To qualify for a gold rating, a customer could have as many as six relationships with Summit, or as few as one. The question is how profitable that relationship is for the bank, said Mr. Wolverton.

"Just knowing the customer is not enough," Mr. Wolverton said. "It's how they behave."

The customer data base will pinpoint the products and services in demand by Summit customers in a given market, he added. Customers in working-class Teterboro, for example, may have a propensity for automobile finance products, while those in well-heeled Short Hills might want investment services.

Summit will aim a series of product campaigns at select customer groups.
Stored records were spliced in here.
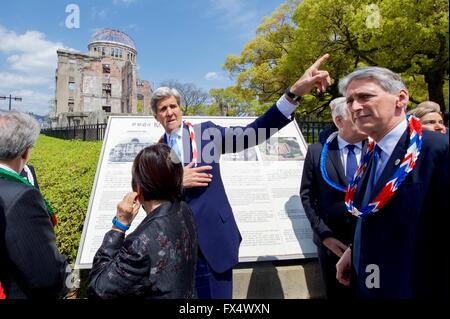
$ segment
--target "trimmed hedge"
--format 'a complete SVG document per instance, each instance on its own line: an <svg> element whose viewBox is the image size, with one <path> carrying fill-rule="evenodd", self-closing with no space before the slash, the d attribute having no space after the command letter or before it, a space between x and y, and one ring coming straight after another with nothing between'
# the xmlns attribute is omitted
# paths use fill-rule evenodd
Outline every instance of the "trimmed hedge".
<svg viewBox="0 0 450 319"><path fill-rule="evenodd" d="M58 248L70 264L76 260L101 148L101 141L69 141L41 135L31 153L29 163L58 219Z"/></svg>

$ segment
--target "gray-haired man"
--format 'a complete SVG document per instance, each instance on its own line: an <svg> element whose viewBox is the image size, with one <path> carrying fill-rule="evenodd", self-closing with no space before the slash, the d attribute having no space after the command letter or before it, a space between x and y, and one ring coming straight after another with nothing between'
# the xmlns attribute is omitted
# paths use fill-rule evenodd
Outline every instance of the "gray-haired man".
<svg viewBox="0 0 450 319"><path fill-rule="evenodd" d="M347 194L359 218L337 278L352 281L360 298L447 301L448 137L407 120L409 93L391 70L357 69L339 89L356 126L376 145L356 192Z"/></svg>
<svg viewBox="0 0 450 319"><path fill-rule="evenodd" d="M232 297L232 268L238 263L241 242L220 174L220 156L268 139L292 121L291 114L301 96L313 88L325 91L331 79L327 71L319 68L328 57L326 54L319 58L274 106L245 127L226 128L213 122L191 127L183 122L180 96L176 90L159 88L153 92L151 105L155 118L164 127L164 143L172 147L183 163L189 163L184 168L184 199L197 224L199 258L196 285L200 299ZM187 130L189 127L195 134ZM195 162L197 167L193 167Z"/></svg>
<svg viewBox="0 0 450 319"><path fill-rule="evenodd" d="M334 99L330 107L338 133L326 144L326 176L320 168L325 143L312 144L306 153L300 196L313 229L327 298L348 299L352 291L336 280L336 263L353 240L356 218L347 212L345 193L327 178L343 188L348 185L365 151L367 135L352 122L345 97Z"/></svg>
<svg viewBox="0 0 450 319"><path fill-rule="evenodd" d="M0 115L0 281L7 298L57 298L66 290L66 258L56 248L41 193L20 176L40 128L31 116Z"/></svg>

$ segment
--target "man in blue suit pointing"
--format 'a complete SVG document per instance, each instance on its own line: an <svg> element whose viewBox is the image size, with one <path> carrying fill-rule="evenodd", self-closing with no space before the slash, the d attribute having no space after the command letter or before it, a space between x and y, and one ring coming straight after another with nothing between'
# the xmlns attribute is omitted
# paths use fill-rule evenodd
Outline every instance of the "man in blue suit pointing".
<svg viewBox="0 0 450 319"><path fill-rule="evenodd" d="M293 120L301 100L313 88L325 91L328 59L320 57L265 114L246 127L221 127L212 122L184 122L177 90L161 87L153 92L151 107L164 127L164 143L184 165L184 200L190 205L198 232L196 286L201 299L232 298L232 269L238 263L241 235L220 176L220 155L255 146Z"/></svg>

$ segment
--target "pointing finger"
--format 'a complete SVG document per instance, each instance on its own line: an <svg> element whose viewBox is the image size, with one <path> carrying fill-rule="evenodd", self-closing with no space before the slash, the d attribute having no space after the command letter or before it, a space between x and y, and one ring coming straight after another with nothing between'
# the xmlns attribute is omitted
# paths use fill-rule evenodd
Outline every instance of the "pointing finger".
<svg viewBox="0 0 450 319"><path fill-rule="evenodd" d="M319 69L320 66L322 65L322 63L324 63L326 60L328 60L329 57L330 57L330 55L328 53L322 55L320 58L318 58L316 60L316 62L314 62L314 64L311 66L311 68L312 69Z"/></svg>

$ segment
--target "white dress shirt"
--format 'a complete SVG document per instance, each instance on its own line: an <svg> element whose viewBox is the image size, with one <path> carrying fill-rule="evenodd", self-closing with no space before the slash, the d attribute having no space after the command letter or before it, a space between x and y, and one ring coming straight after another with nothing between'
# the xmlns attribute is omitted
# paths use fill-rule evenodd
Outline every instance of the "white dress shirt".
<svg viewBox="0 0 450 319"><path fill-rule="evenodd" d="M291 119L291 114L295 111L297 106L298 104L292 104L289 102L284 94L277 101L278 110L289 120Z"/></svg>
<svg viewBox="0 0 450 319"><path fill-rule="evenodd" d="M378 147L381 148L380 161L377 168L377 177L381 176L381 173L386 167L386 164L391 157L395 146L397 145L407 127L408 121L406 121L405 119L404 121L401 121L399 124L397 124L396 127L394 127L377 143Z"/></svg>
<svg viewBox="0 0 450 319"><path fill-rule="evenodd" d="M166 139L167 139L168 144L170 143L171 137L176 138L175 143L177 144L178 149L180 150L180 156L181 156L180 161L181 161L181 163L184 163L184 161L183 161L184 152L183 152L183 130L182 130L182 128L176 129L176 130L172 131L172 133L170 133L170 134L166 133Z"/></svg>

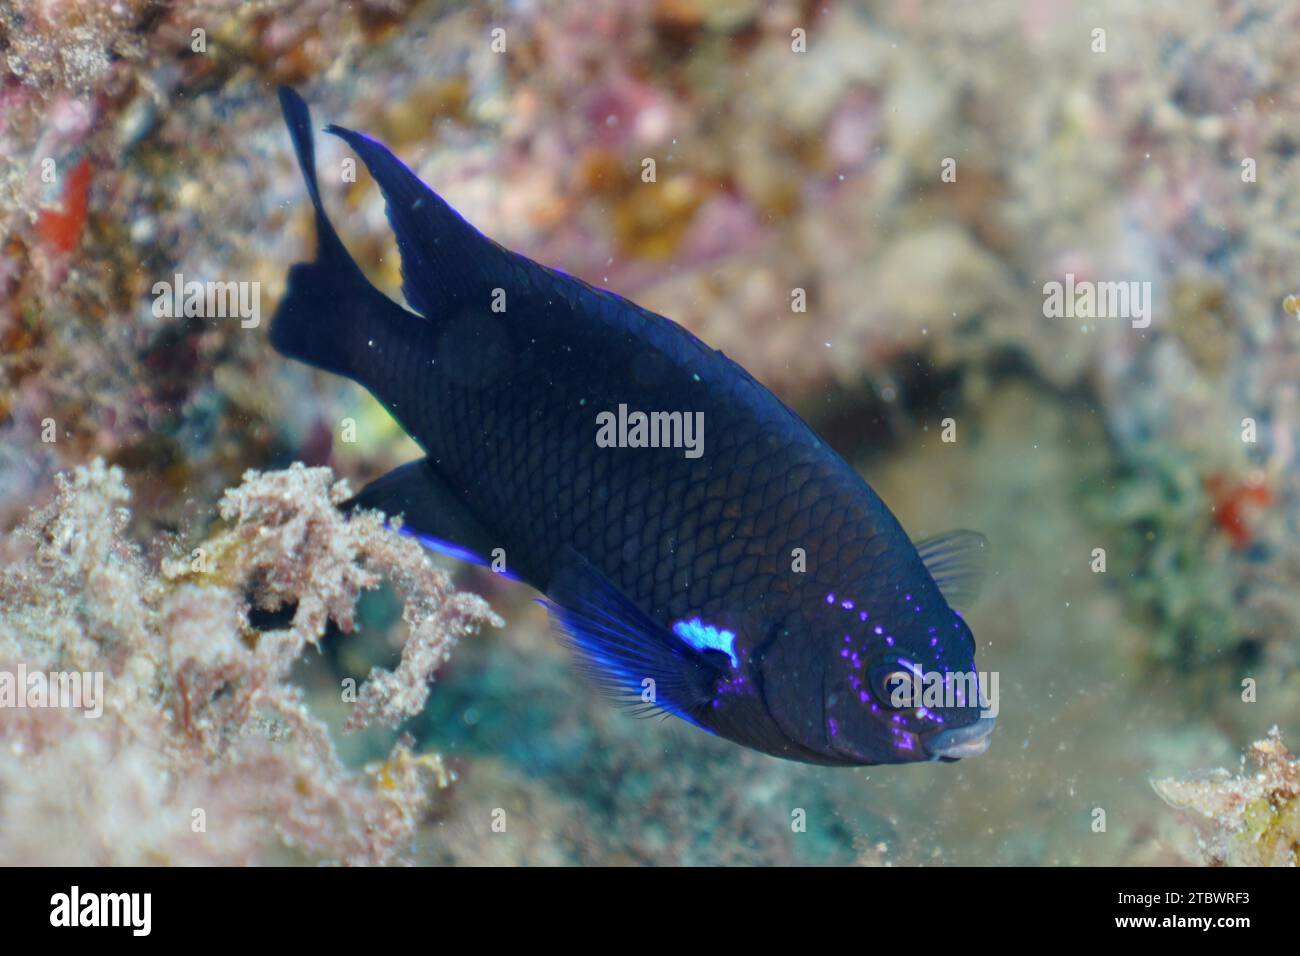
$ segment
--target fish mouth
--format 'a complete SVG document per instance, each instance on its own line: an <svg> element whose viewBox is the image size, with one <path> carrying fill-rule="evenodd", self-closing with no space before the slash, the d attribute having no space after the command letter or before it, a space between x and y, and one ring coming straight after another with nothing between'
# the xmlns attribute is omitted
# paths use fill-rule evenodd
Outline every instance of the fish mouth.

Summit's "teleconsultants" will work off lists of 50 to 250 customers whose data indicate a likelihood to purchase the product being peddled, Mr. Wolverton said.

The bank also hopes to steer certain consumer choices. That might involve encouraging usage of electronic delivery channels like automated teller machines, the new telephone service center, or the growing number of supermarket branches.

"Rather than grabbing customers by the throat and shaking them to get them to buy more, our strategy is to get the right products to the right customers at the right price in the right channel," Mr. Wolverton said.

Summit's expansion into local supermarkets will add a dimension to the retail initiative, Mr. Cox said. The bank plans to have up to 70 branches in grocery locations by the end of 1999, up from the current 17.

"The banks that will win at this game are the best marketers," Mr. Cox said. "The key is to understand customers and their potential, household by household."